Image credit: https://phys.org/
By drilling deep down into sediments on the ocean floor researchers can travel back in time. A research team led by Uppsala University now presents new clues as to when and why a period often referred to as the ‘biogenic bloom’ came to an abrupt end. Changes in the shape of the Earth’s orbit around the Sun may have played a part in the dramatic change.
Healthy ocean systems contain healthy primary producers, such as the single-celled algae diatoms and coccolithophores, which sustain all other life in the oceans through the marine food webs. Primary producers also release oxygen and regulate the climate by taking up CO2 and binding carbon into solid components that are buried in deep-sea sediments, which is an effective long-term solution for carbon removal from the atmosphere.
Most of these algae use sunlight, CO2 and inorganic nutrients to build up their body mass. However, these nutrients are quickly exhausted in the sun-lit surface waters, if not replenished by ocean mixing or renewed by river supply.
Throughout Earth’s history, paleoceanographers reconstruct changes in primary productivity by looking at algal remains buried in ocean-floor sediments. Although only a small fraction of surface water production is recorded in marine sediments, on geological time scales, changes in the accumulation of biogenic sediments (including the calcareous scales of coccolithophores and siliceous shells of diatoms) are linked to past changes in ocean productivity.
It is important to understand what factors influence ocean productivity on a global scale, but also how fast or slow this complex system may respond to environmental changes.
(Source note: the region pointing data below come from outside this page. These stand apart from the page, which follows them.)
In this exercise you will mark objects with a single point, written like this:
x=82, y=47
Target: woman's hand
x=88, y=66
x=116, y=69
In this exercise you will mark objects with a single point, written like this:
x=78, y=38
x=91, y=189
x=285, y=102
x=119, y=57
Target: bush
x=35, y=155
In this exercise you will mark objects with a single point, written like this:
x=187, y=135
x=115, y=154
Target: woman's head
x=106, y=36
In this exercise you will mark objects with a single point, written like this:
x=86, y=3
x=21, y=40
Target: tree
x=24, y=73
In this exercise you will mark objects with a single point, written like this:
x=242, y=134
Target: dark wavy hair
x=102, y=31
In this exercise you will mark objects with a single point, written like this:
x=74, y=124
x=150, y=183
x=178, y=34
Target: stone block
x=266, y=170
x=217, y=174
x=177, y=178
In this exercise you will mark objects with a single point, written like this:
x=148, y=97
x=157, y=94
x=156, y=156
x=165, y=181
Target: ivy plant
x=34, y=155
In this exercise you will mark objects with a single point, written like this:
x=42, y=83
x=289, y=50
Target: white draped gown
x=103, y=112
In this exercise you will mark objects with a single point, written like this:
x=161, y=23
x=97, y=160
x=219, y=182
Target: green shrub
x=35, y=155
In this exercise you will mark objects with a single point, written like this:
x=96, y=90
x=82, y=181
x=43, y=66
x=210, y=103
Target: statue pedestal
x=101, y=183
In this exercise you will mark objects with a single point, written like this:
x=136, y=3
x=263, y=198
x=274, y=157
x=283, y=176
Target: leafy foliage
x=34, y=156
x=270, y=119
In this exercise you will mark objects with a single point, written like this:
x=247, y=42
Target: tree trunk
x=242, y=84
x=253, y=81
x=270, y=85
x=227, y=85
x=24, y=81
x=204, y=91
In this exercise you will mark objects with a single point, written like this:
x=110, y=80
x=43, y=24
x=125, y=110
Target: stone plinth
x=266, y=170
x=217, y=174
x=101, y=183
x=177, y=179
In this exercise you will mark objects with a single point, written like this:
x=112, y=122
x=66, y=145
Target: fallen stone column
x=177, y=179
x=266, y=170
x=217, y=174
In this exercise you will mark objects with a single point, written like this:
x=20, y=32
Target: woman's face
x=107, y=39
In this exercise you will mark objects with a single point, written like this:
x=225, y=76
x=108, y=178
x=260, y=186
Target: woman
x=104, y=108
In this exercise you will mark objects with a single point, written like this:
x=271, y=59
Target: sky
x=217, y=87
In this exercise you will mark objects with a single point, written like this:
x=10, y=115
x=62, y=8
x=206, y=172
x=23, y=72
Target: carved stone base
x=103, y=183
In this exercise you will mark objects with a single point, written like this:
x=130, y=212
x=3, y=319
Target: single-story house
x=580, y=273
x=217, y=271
For many decades, geoscientists have known about an extended period of time when ocean productivity was much higher than today. This occurred during the late Miocene to early Pliocene (from 9 to 3.5 million years ago) and the period is often called the ‘biogenic bloom.’ However, to date, scientists still do not fully understand the reasons why productivity was so much higher in the past, or why this period came to an end.
A group of scientists collaborating with Boris-Theofanis Karatsolis, a Ph.D. student at Uppsala University, combined multiple deep-sea sediment drill cores from all major oceans to investigate what caused the end of the high ocean productivity. Using scientific ocean drilling, it is possible to operate in waters as deep as 4 kilometers and still drill 1 kilometer down into the sediments, recovering millions of years of ocean history.
The sediments studied by Karatsolis and colleagues were recovered from 200–350 meters below the seafloor on the northwestern Australian shelf. The researchers measured the accumulation rates of biogenic particles and combined their data with those previously collected using similar methods at 16 additional locations. The accuracy of the ages of each dataset was first critically assessed, to ensure reliable comparisons across the different regions.
Their results show that productivity declined abruptly 4.6 million years ago in the tropics. A possible explanation for this rapid decrease may involve reduced East Asian monsoon intensity and decreased riverine nutrient supply, coinciding with changes in the shape of the Earth’s orbit around the Sun.
The study adds new pieces to the larger puzzle but the mechanisms behind this event will need further study.
“Understanding the natural pace of past events provides a good comparative measuring stick for the changes we observe in our environment today,” says Boris-Theofanis Karatsolis.